Ireland a good model for Serbia in attracting foreign investment
Serbian Minister of Finance Mladjan Dinkic said today during his visit to Dublin that Serbia could learn a lot from Ireland in attracting foreign investment.
In a statement to the news agency Beta, Dinkic said that at the meeting with representatives of the Irish Ministry of Finance it was agreed upon that in order to make economic progress Serbia needs political consensus on the future of the country, as well as a good legal system and foreign direct investment.
He said that Ireland, owing to its national investment plan and employment strategy implemented in the same manner Serbia plans to do, has succeeded in reducing the unemployment rate from 20% to 4%, and has increased its GDP per head to $40,000.
Ireland rebalances the budget in a specific way unlike other countries, said Dinkic, and added that Serbia will also introduce a novelty regarding the planning of the state budget.
According to Dinkic, Ireland, which used to receive 40% of the funds it invested in infrastructure development from the EU, has become a net contributor to EU funds, and gives more than it receives from the EU.

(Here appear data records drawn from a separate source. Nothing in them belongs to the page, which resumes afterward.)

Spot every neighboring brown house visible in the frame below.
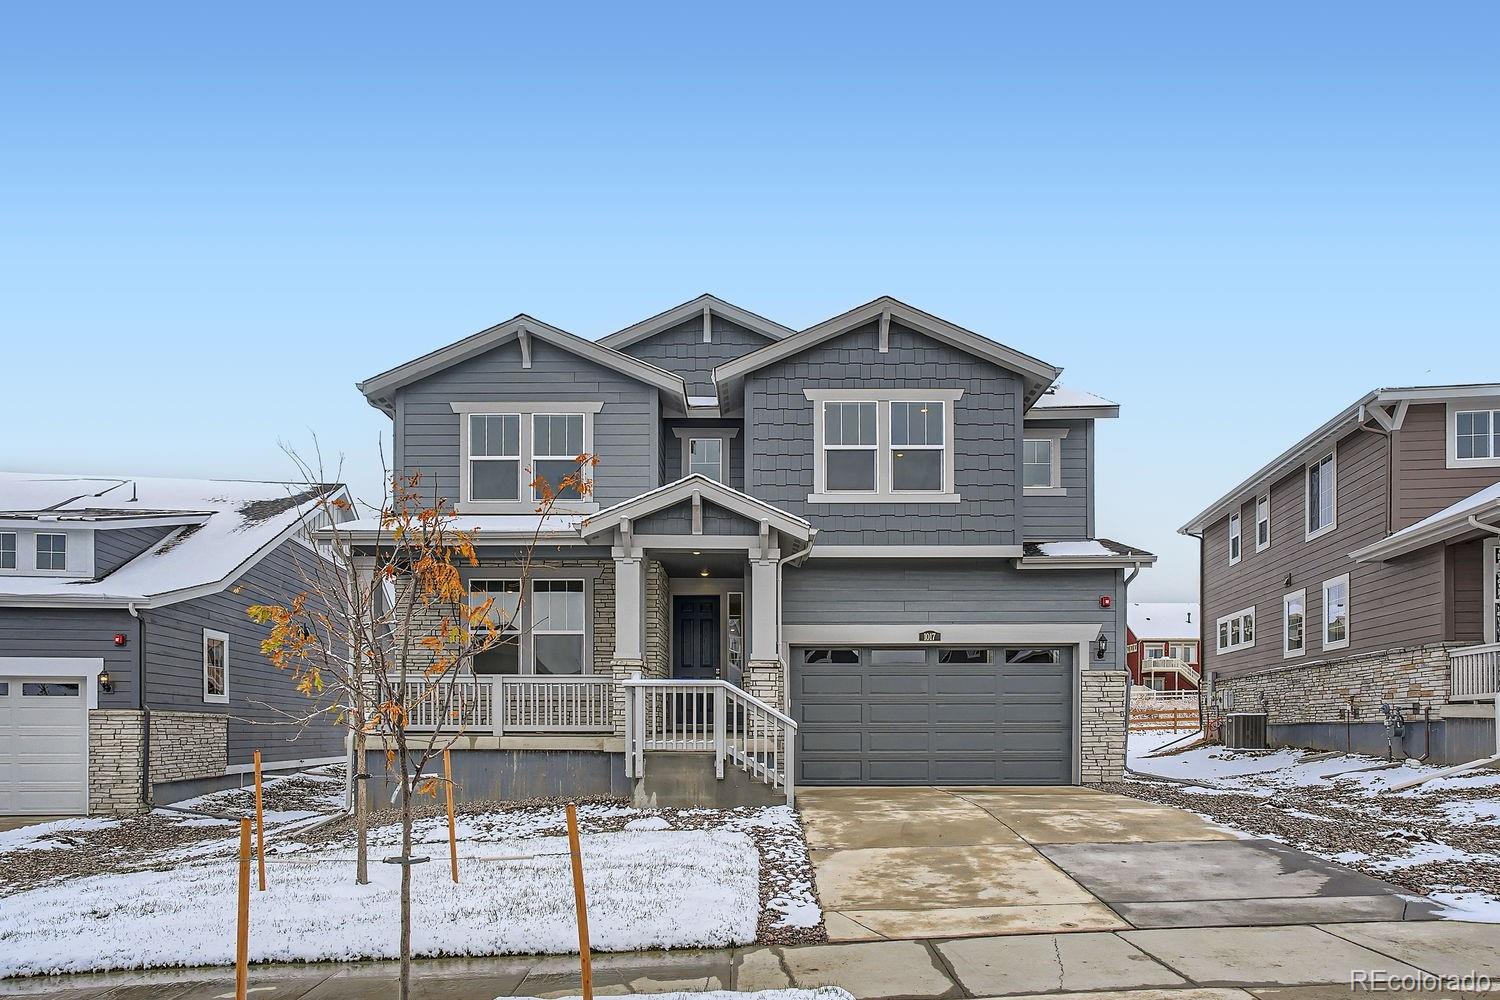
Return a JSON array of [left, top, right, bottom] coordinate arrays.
[[1181, 384, 1500, 764]]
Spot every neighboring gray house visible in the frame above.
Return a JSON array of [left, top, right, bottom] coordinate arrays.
[[1182, 385, 1500, 764], [345, 294, 1153, 803], [0, 473, 350, 815]]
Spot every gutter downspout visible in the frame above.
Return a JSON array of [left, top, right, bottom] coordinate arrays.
[[1119, 564, 1143, 780], [774, 529, 817, 700], [128, 602, 151, 811]]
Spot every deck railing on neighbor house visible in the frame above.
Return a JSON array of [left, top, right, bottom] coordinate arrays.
[[392, 675, 617, 734], [622, 678, 797, 805], [1450, 643, 1500, 701]]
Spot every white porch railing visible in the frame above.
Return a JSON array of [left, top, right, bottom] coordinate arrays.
[[623, 678, 798, 805], [1451, 642, 1500, 701], [391, 675, 617, 734], [1138, 657, 1201, 686]]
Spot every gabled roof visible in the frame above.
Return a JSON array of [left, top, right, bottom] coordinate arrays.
[[0, 473, 348, 609], [712, 297, 1061, 408], [1350, 481, 1500, 563], [357, 315, 689, 415], [581, 475, 815, 543], [598, 294, 795, 351], [1179, 383, 1500, 535]]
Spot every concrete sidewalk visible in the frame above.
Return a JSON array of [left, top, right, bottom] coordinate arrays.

He pointed out that Serbia will benefit from Ireland’s experience in attracting Greenfield investment and increasing employment in preparation of rebalancing the budget this year, imparted to him by Irish Minister of Finance Brian Cowen.
The talks were also attended by Director of the Serbian Investment Promotion Agency (SIEPA) Jasna Matic, State Secretary of the Ministry of Finance Vesna Arsic and Director of the Treasury Administration Vesna Dzinic.